La franquicia de Toy Story ha regresado una vez más a la pantalla grande con su quinta entrega, pero esta nueva película llega acompañada de una sensación inevitable: la historia parece estirarse más allá del punto en el que su magia original podía sostenerse.
La saga había encontrado cierres emocionales claros en entregas anteriores. En Toy Story 3 (2010), Woody y Buzz se despedían de Andy en uno de los finales más recordados de la animación contemporánea. Posteriormente, Toy Story 4 (2019) apostó por un epílogo más introspectivo, en el que Woody decidía emprender un camino distinto junto a Bo Peep, alejándose de su vida como juguete tradicional.
Sin embargo, en esta nueva entrega, esa evolución emocional parece desdibujarse. Woody y Bo Peep reaparecen nuevamente en la habitación de Bonnie, deshaciendo decisiones narrativas que habían cerrado etapas importantes de los personajes y reactivando una historia que ya había encontrado su punto final en más de una ocasión.
Uno de los elementos centrales de la película es su intento por actualizar el conflicto hacia un tema contemporáneo: la influencia de la tecnología en la infancia. La introducción de Lily, una tableta interactiva diseñada para acompañar a Bonnie, funciona como eje narrativo para explorar cómo los dispositivos digitales sustituyen progresivamente el juego imaginativo tradicional.
Aunque la propuesta resulta pertinente en términos temáticos, la ejecución no termina de profundizar en sus implicaciones. La película plantea preguntas relevantes sobre la relación entre niños y tecnología, pero no desarrolla del todo una reflexión sólida, optando en cambio por desvíos narrativos hacia personajes secundarios y situaciones cómicas que diluyen el foco central.
El regreso de Jessie como figura más protagónica intenta rescatar el componente emocional de la franquicia, especialmente a partir de su historia previa marcada por el abandono. No obstante, la cinta vuelve a apoyarse en recursos ya explorados en entregas anteriores, sin aportar una evolución significativa al arco del personaje.

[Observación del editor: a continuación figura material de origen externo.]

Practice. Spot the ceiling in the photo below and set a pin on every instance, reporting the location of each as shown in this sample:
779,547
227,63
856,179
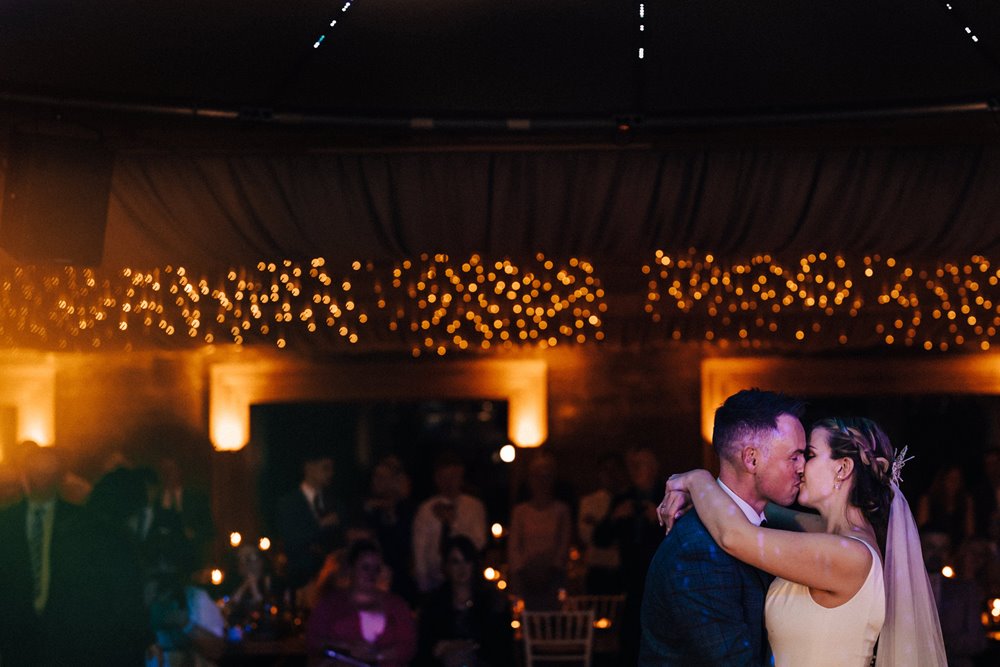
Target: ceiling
544,60
254,131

En el plano emocional, la película intenta recuperar momentos de impacto similares a los de etapas previas de la saga, pero el resultado se percibe más cercano a la nostalgia que a la verdadera conmoción. Incluso las referencias musicales y los guiños a escenas icónicas anteriores no logran alcanzar el mismo peso narrativo de las primeras entregas.
A nivel de estructura, la historia avanza mediante una serie de episodios que llevan a los personajes por distintos escenarios y situaciones, aunque algunos de estos giros se sienten forzados en función del desarrollo general. La introducción de nuevos juguetes y dispositivos busca aportar frescura, pero no siempre consigue integrarse de manera orgánica al conflicto principal.
Uno de los puntos más discutidos de esta entrega es precisamente su dificultad para definir qué quiere decir dentro del universo de la franquicia. Entre la reflexión sobre la tecnología, el regreso de personajes clásicos y la incorporación de nuevas figuras, la película parece debatirse entre la nostalgia y la necesidad de reinventarse sin lograr un equilibrio claro.
Con esta quinta entrega, la saga de Pixar comienza a evidenciar el desgaste natural de una historia que ha sido extendida más allá de sus cierres narrativos más sólidos, dejando una sensación general de continuidad más obligada que necesaria.
Dirección: Andrew Stanton. Reparto: Tom Hanks, Tim Allen, Joan Cusack, Greta Lee, Conan O’Brien, Tony Hale, Craig Robinson, Shelby Rabara, Scarlett Spears y Mykal-Michelle Harris. Clasificación: PG. Duración: 102 minutos.